# Where to get backdrops for small product photography



## GeoActon (Aug 9, 2011)

Where can I get backdrops for small product photography?  Is there an online store that sells them? 24" X 36" would be about right.  I'm looking for white and various shades of gray.  All I can seem to find are the large rolls.


----------



## table1349 (Aug 9, 2011)

Hancock Fabric?  Michaels? Hobby Lobby"   24 X 36 isn't that big.


----------



## KmH (Aug 9, 2011)

You don't define how small a product.

Are you referring to the 53" rolls of seamless paper?

Since the product needs to be at least a couple of feet away from the background, a 53" rolls of seamless paper are just about right for many small products.


----------



## GeoActon (Aug 9, 2011)

I'm photographing small products from the size of lapel pins up to maybe 20" across or so.  A 10' backdrop, like what I see on photography product web sites is ungainly for that kind of photography.    I checked the web sites you mentioned and what they have is art paper in various colors with widths up to 14" and 12" X 12" scrapbooking paper - not big enough for everything I am shooting.  I'm looking for something stiff enough that I can make a curve in it, so I don't have a crease or seam so don't think fabric will do it.


----------



## Don Kondra (Aug 9, 2011)

Photo Backgrounds by ALZO digital

Cheers, Don


----------



## GeoActon (Aug 9, 2011)

Thanks.  The 31" X 43" at Alzo would be workable.  The only problem is the price - $65 for one sheet seems excessive.


----------



## ManhattanShutterBug (Aug 9, 2011)

Go to a fabric store and get white vinyl cut to the size you need it. Have them role it on an empty role, dont fold it.


----------



## table1349 (Aug 9, 2011)

GeoActon said:


> I'm photographing small products from the size of lapel pins up to maybe 20" across or so.  A 10' backdrop, like what I see on photography product web sites is ungainly for that kind of photography.    I checked the web sites you mentioned and what they have is art paper in various colors with widths up to 14" and 12" X 12" scrapbooking paper - not big enough for everything I am shooting.  I'm looking for something stiff enough that I can make a curve in it, so I don't have a crease or seam so don't think fabric will do it.
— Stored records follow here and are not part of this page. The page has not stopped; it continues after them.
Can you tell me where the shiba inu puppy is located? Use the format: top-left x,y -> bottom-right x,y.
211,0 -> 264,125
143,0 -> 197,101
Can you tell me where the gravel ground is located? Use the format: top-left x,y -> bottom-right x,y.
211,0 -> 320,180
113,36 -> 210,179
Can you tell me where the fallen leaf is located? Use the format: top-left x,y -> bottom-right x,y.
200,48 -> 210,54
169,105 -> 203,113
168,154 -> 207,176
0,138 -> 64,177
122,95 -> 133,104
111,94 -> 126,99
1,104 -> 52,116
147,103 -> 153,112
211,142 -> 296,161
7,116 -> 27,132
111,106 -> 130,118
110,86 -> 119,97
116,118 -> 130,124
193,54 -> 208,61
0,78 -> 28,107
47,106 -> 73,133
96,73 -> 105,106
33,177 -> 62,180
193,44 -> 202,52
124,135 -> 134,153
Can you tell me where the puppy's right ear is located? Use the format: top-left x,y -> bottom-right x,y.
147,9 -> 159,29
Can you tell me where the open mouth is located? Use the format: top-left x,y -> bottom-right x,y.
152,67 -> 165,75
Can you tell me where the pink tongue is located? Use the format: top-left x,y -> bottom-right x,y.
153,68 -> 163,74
A do it yourself hammock frame from PVC works nicely to curve cloth, paper or vinyl backdrops for product shoots.  Here is a nice little DIY: Light Box / Light Tent Photo Gallery by Bill Huber at pbase.com


----------



## Don Kondra (Aug 9, 2011)

GeoActon said:


> Thanks.  The 31" X 43" at Alzo would be workable.  The only problem is the price - $65 for one sheet seems excessive.
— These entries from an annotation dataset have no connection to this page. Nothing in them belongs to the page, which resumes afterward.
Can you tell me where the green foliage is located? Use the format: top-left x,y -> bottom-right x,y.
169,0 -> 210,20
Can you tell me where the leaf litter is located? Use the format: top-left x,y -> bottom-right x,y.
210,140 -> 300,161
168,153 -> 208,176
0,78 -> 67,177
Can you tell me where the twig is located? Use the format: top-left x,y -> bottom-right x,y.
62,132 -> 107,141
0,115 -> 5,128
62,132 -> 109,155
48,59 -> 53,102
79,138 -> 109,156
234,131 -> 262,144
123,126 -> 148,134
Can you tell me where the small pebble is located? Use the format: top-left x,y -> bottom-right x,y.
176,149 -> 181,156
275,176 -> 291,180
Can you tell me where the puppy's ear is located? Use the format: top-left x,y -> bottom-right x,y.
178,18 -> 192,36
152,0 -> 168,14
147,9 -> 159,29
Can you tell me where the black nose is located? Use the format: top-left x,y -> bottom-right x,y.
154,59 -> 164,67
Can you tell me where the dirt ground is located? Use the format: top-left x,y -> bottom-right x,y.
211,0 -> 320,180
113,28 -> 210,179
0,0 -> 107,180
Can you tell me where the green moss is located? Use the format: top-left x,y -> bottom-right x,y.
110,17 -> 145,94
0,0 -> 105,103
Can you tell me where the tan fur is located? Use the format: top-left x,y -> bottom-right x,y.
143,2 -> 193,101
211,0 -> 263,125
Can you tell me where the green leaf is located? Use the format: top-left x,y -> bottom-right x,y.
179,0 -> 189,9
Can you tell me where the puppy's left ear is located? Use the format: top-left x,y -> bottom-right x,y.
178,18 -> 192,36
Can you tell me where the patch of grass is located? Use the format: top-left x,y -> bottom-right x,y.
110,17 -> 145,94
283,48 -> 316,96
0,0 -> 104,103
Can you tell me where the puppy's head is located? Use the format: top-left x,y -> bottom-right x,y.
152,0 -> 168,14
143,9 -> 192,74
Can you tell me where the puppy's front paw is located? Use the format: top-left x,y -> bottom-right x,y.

http://www.bhphotovideo.com/c/product/17747-REG/Flotone_GFT409_Graduated_Background_31x43.html

Cheers, Don


----------



## Railphotog (Aug 9, 2011)

Sheets of colored cardboard/bristol board available for $1.00 at dollar stores.   Been using them for years.


----------



## Don Kondra (Aug 9, 2011)

Railphotog said:


> Sheets of colored cardboard/bristol board available for $1.00 at dollar stores.   Been using them for years.



Not quite a substitute for seamless but if the products are small enough you can shoot from a high enough angle the back seam isn't in the image and the back board is more of a reflector than an element in the image. 

Cheers, Don


----------



## CCericola (Aug 9, 2011)

Something like this might be useful but maybe too small. Check them out at B&H. They come in white, black, and gray.

Cloud Dome Infinity Board, Matte White - 18 x 28" CDIB18W


----------



## KmH (Aug 10, 2011)

53 inch seamless paper is 4.4 feet wide. Each roll is 12 yards long ($26.50) and comes in a wide variety of colors: savage 53"


----------



## g-fi (Aug 11, 2011)

x2 on the Savage seamless, it's relatively cheap and if you need a smaller piece... CUT IT OFF! Easy .


----------